Órgão do Ministério da Fazenda praticamente desconhecido fora do circuito jurídico-tributário, o Conselho Administrativo de Recursos Fiscais (Carf) surgiu no noticiário como abrigo de um dos maiores esquemas de sonegação fiscal já descobertos no Brasil.
As cifras mencionadas no caso impressionam mesmo num país ao qual não têm faltado episódios de corrupção. De acordo com a Polícia Federal, as apurações indicam que os cofres públicos sofreram prejuízo de, no mínimo, R$ 5,7 bilhões.
Para fins de comparação, vale lembrar que, pelos cálculos do Ministério Público Federal, os investigados na Operação Lava Jato subtraíram R$ 2,1 bilhões da Petrobras. Já o mensalão petista, segundo a Procuradoria Geral da República, mobilizou R$ 141 milhões.
À diferença desses escândalos, a rapinagem no Carf, pelo que se afirma, não envolvia partidos políticos. Reunia apenas representantes de grandes empresas, de um lado, e conselheiros, ex-conselheiros e servidores públicos, de outro.
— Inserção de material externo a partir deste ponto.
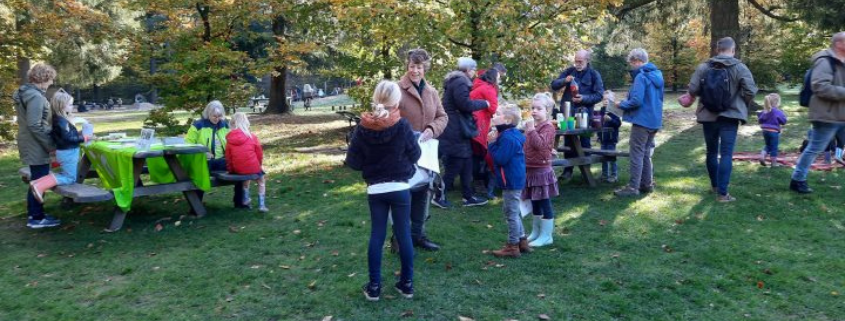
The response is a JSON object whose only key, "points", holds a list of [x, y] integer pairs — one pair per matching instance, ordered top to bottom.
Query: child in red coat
{"points": [[245, 156]]}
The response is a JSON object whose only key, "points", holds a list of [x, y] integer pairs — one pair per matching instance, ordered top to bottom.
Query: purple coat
{"points": [[772, 120]]}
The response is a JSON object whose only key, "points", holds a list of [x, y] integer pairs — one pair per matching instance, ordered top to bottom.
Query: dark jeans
{"points": [[720, 137], [772, 140], [219, 165], [459, 166], [420, 203], [398, 206], [544, 208], [34, 209]]}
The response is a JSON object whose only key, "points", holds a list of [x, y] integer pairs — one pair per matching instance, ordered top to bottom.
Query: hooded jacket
{"points": [[742, 85], [590, 87], [485, 91], [456, 101], [828, 101], [644, 105], [424, 110], [35, 122], [64, 134], [212, 136], [539, 145], [243, 153], [383, 154], [509, 159]]}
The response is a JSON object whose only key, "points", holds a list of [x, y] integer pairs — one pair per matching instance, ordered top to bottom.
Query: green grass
{"points": [[673, 255]]}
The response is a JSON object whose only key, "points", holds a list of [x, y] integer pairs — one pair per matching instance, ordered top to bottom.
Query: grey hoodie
{"points": [[742, 85], [828, 101], [34, 125]]}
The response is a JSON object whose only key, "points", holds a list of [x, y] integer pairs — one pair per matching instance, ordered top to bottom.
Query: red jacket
{"points": [[486, 91], [538, 148], [243, 154]]}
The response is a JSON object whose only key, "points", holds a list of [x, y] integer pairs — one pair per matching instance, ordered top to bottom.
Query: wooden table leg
{"points": [[585, 169], [181, 176]]}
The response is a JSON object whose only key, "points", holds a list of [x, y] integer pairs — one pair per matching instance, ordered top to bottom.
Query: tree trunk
{"points": [[724, 22], [278, 103]]}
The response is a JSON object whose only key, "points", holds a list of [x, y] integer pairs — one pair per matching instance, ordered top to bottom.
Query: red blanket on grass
{"points": [[789, 159]]}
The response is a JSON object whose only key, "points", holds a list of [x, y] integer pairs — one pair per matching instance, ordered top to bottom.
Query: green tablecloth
{"points": [[114, 164]]}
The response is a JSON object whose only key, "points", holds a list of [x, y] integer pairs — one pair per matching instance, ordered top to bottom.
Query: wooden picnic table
{"points": [[582, 160], [181, 182]]}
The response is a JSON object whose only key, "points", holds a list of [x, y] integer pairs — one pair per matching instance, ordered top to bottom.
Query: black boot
{"points": [[800, 187], [426, 244]]}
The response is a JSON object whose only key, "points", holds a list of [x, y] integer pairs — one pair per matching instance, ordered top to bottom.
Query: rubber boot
{"points": [[41, 185], [547, 227], [535, 228]]}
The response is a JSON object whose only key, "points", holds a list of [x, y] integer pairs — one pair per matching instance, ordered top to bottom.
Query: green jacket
{"points": [[827, 104], [35, 121], [210, 135]]}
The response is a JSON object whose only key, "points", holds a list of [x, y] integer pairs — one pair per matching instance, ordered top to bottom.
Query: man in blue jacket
{"points": [[589, 93], [644, 109]]}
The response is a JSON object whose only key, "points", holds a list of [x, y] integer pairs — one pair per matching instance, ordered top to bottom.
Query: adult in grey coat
{"points": [[827, 107], [35, 122], [720, 129]]}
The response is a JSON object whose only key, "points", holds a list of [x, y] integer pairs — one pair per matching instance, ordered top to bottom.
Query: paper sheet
{"points": [[428, 159]]}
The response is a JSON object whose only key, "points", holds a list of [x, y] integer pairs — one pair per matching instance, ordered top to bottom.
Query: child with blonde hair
{"points": [[771, 121], [67, 139], [384, 148], [506, 149], [245, 156], [540, 181]]}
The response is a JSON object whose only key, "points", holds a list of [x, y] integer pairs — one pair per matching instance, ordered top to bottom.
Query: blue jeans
{"points": [[823, 133], [720, 137], [772, 140], [69, 160], [609, 168], [398, 204], [34, 208], [544, 208]]}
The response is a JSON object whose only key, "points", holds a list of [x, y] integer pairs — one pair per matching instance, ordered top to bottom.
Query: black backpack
{"points": [[807, 88], [715, 91]]}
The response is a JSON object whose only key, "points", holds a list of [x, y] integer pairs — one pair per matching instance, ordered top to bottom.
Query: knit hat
{"points": [[466, 63]]}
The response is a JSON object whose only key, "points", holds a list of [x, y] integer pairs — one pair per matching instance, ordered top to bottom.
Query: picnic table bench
{"points": [[584, 156]]}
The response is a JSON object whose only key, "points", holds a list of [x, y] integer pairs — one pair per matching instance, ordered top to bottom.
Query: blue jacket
{"points": [[590, 87], [644, 105], [64, 134], [610, 135], [384, 155], [509, 159]]}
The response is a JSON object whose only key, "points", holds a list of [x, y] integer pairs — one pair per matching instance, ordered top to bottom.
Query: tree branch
{"points": [[769, 12]]}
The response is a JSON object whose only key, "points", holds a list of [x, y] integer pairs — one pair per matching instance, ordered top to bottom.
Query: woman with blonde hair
{"points": [[35, 122], [385, 149], [245, 156]]}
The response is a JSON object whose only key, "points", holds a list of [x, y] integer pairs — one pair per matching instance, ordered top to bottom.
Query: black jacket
{"points": [[456, 100], [64, 134], [386, 155]]}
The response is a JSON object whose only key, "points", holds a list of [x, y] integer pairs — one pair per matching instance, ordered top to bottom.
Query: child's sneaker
{"points": [[474, 201], [440, 202], [47, 221], [406, 289], [372, 291]]}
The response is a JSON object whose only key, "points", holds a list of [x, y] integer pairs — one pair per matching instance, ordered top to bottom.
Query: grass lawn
{"points": [[675, 254]]}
Uns queriam cancelar ou reduzir dívidas com a Receita Federal; os demais negociavam propinas para atender esse desejo.
Espécie de tribunal da Receita, ao qual pessoas físicas e jurídicas podem recorrer de multas tributárias, o Carf revela-se terreno fértil para um esquema dessa natureza.
Seus julgamentos ocorrem em turmas de configuração paritária, compostas por três auditores nomeados pelo Ministério da Fazenda e três representantes dos contribuintes com experiência em direito tributário, indicados por confederações de setores importantes da economia e por centrais sindicais.
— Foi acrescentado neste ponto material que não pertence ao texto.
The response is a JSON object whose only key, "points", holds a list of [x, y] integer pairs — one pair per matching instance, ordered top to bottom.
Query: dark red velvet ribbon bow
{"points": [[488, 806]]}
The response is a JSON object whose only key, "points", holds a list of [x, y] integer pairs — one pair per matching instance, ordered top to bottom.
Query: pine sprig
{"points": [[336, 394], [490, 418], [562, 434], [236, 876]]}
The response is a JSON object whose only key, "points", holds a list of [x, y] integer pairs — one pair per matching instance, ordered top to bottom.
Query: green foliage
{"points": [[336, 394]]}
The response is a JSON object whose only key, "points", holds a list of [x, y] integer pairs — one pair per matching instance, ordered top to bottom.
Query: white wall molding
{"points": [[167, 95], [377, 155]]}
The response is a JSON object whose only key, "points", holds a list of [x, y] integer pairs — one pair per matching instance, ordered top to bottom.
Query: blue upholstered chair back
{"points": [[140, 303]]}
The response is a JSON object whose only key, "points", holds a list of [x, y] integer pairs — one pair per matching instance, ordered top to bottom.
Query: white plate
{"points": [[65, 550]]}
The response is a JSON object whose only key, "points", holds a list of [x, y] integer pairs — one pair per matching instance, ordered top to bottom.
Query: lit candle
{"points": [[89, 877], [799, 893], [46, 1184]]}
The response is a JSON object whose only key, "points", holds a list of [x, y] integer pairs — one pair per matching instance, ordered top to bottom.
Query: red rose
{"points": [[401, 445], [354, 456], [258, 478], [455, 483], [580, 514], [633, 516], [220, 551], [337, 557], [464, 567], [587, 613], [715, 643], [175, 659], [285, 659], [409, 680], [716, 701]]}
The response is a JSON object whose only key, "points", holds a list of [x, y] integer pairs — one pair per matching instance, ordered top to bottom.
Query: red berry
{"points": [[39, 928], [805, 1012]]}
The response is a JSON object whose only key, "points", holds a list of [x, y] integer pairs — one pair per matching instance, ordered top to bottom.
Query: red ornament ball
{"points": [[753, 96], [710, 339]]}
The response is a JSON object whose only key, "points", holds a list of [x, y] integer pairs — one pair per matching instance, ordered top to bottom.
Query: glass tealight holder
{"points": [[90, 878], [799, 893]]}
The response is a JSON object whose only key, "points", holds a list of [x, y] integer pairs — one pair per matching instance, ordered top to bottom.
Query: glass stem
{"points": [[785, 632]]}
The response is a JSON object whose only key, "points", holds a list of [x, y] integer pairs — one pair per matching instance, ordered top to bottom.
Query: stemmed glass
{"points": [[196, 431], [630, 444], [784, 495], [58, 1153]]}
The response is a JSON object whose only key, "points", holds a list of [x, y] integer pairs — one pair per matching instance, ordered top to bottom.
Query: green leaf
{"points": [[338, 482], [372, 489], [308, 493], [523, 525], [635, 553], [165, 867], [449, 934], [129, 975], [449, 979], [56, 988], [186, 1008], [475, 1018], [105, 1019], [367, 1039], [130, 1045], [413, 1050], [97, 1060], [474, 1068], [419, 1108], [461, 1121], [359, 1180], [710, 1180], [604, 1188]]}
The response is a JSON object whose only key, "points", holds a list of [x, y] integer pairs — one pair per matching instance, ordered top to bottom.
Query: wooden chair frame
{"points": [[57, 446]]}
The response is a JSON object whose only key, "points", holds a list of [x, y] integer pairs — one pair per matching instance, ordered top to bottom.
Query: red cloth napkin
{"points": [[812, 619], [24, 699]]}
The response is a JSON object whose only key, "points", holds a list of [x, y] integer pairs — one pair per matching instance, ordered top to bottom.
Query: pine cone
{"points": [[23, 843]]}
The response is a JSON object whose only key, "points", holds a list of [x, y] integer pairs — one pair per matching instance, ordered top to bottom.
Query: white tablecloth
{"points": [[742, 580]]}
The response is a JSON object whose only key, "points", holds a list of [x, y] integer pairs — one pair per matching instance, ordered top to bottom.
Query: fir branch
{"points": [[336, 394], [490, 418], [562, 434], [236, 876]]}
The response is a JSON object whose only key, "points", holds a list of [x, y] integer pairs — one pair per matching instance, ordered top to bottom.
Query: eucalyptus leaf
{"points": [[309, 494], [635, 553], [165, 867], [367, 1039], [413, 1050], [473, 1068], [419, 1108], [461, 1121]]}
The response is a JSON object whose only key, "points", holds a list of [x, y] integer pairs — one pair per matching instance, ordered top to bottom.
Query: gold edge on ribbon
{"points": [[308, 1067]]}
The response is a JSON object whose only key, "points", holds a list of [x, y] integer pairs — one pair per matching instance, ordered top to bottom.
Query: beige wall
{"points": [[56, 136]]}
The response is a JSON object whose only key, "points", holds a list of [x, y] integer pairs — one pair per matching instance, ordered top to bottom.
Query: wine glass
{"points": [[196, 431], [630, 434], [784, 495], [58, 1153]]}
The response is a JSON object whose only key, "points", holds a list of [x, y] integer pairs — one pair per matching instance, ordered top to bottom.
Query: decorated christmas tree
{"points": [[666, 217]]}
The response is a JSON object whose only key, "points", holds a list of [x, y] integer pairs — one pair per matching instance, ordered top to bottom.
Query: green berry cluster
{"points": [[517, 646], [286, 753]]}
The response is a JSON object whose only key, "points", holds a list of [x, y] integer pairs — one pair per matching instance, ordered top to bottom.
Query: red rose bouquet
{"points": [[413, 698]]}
Em caso de empate, o voto de minerva cabe a um único conselheiro indicado pela Fazenda, mesmo que estejam em questão milhões de reais. Proferido o veredicto, a decisão não será reconsiderada.
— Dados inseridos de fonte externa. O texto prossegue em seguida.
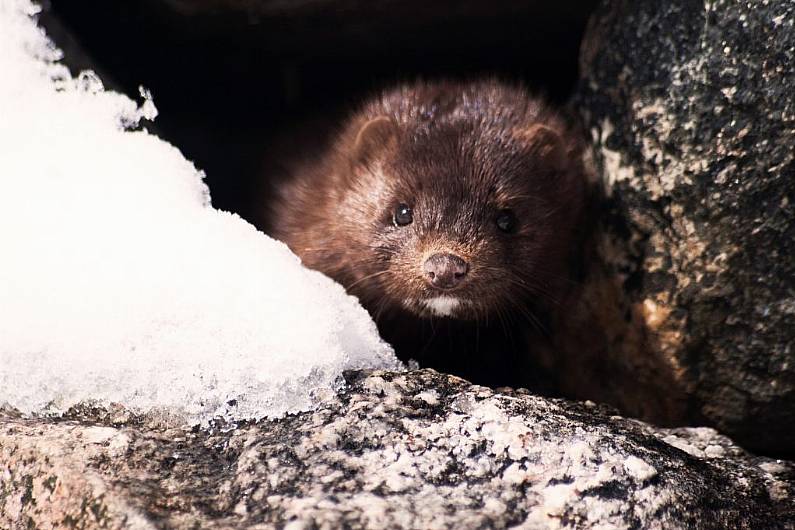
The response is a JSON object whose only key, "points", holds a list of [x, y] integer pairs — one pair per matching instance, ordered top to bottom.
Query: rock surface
{"points": [[691, 110], [395, 450]]}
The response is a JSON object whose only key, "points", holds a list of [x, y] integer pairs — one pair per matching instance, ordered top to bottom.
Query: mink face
{"points": [[441, 200]]}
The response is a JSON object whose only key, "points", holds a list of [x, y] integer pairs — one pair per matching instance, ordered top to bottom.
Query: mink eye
{"points": [[403, 215], [506, 221]]}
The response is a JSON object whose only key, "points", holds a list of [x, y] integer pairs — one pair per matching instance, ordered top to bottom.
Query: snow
{"points": [[119, 283]]}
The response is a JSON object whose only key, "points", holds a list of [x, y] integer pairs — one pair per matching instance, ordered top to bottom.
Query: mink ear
{"points": [[375, 136], [546, 144]]}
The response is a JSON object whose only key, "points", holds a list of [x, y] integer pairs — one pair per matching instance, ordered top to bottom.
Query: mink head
{"points": [[462, 201]]}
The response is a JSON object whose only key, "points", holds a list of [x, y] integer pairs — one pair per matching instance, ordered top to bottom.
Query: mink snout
{"points": [[445, 271]]}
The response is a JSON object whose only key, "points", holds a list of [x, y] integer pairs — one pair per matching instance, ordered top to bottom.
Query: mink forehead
{"points": [[459, 164]]}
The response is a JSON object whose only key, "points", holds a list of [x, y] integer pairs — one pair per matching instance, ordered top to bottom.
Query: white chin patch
{"points": [[442, 306]]}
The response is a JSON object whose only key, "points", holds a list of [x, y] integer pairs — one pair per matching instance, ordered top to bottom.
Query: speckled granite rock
{"points": [[691, 108], [395, 450]]}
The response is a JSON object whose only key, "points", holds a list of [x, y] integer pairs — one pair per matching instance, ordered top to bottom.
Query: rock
{"points": [[691, 110], [394, 450]]}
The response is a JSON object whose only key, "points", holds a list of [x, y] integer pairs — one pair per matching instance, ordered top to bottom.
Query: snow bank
{"points": [[120, 283]]}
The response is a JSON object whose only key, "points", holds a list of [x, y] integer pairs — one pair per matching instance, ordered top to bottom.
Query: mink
{"points": [[452, 211]]}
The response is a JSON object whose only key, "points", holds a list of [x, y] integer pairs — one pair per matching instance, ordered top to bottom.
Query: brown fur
{"points": [[458, 154]]}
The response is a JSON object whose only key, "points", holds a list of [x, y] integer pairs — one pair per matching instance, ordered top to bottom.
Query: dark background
{"points": [[233, 78]]}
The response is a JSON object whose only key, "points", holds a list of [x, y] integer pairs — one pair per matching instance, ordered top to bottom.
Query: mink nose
{"points": [[445, 271]]}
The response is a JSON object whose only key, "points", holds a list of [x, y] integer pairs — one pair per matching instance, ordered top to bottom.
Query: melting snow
{"points": [[120, 283]]}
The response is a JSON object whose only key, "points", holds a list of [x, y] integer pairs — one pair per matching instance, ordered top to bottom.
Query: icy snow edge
{"points": [[120, 283]]}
Não é difícil perceber como, aos olhos de certos empresários, resulta conveniente uma quadrilha como a investigada na Operação Zelotes. Nada menos que R$ 19 bilhões em débitos tributários são discutidos nos 70 processos classificados como suspeitos pela PF.
A ação policial evidencia o quanto custam o tráfico de influência e as fraudes no Carf, mas as fragilidades do órgão já eram conhecidas. Além do sistema de votação, especialistas criticam o fato de que os conselheiros nomeados pelos contribuintes, com mandato de três anos, não são remunerados.
Em muitos casos o cargo se torna um canal para obter informações privilegiadas ou atrair clientes para escritórios de advocacia.
Não bastará, portanto, punir quem tiver seu envolvimento comprovado. O governo precisa fazer uma profunda revisão do Carf, aumentando mecanismos de controle e incrementando a transparência.